Ce sont nos lectures d’enfance et d’adolescence qui contribuent à façonner notre imaginaire, notre regard poétique (ou pas) sur le monde qui nous entoure. Si je pense à ce qui m’a nourrie au point de participer à mon caractère à l’âge adulte, j’évoquerai « Le petit prince », « Monsieur le vent et Madame la pluie », « les contes du chat perché », les poésies de Prévert, « Pierre et le loup », « la flûte enchantée », les nouvelles de Daudet, les romans d’Alexandre Dumat, de Bosco, de Robert Sabatier et de Giono, « Mon bel oranger », l’oeuvre sociale de Zola, tous les contes de Maupassant et les aventures de Sherlock Holmes.
Pour écrire cette chronique, je suis allée chercher dans la bibliothèque des enfants les livres que nous avions le plus lus ensemble. Je les ai montés dans mon bureau. Aucun de mes patients ne s’est étonné de voir cette haute pile posée sur le parquet et montée dans un équilibre précaire. Chez les enfants d’aujourd’hui, malheureusement, la lecture ressemble à une tour de Pise qui s’effondre quand les téléphones portables entrent dans leur vie.
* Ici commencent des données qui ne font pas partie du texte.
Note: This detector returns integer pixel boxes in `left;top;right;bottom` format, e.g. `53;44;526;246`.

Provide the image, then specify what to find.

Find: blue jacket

Je n’ai donc qu’un seul conseil à donner aux parents de jeunes enfants, à des parents qui continuent de lire et de trouver dans la lecture un grand bonheur, une source d’évasion, de connaissances ou de compréhension d’eux-mêmes: lisez leur le plus grand nombre de livres à vos enfants, toutes sortes de livres et, quand ils savent lire, continuez de partager avec eux ces moments délicieux, ces moments calmes où tout s’apaise après le temps de l’agitation du soir.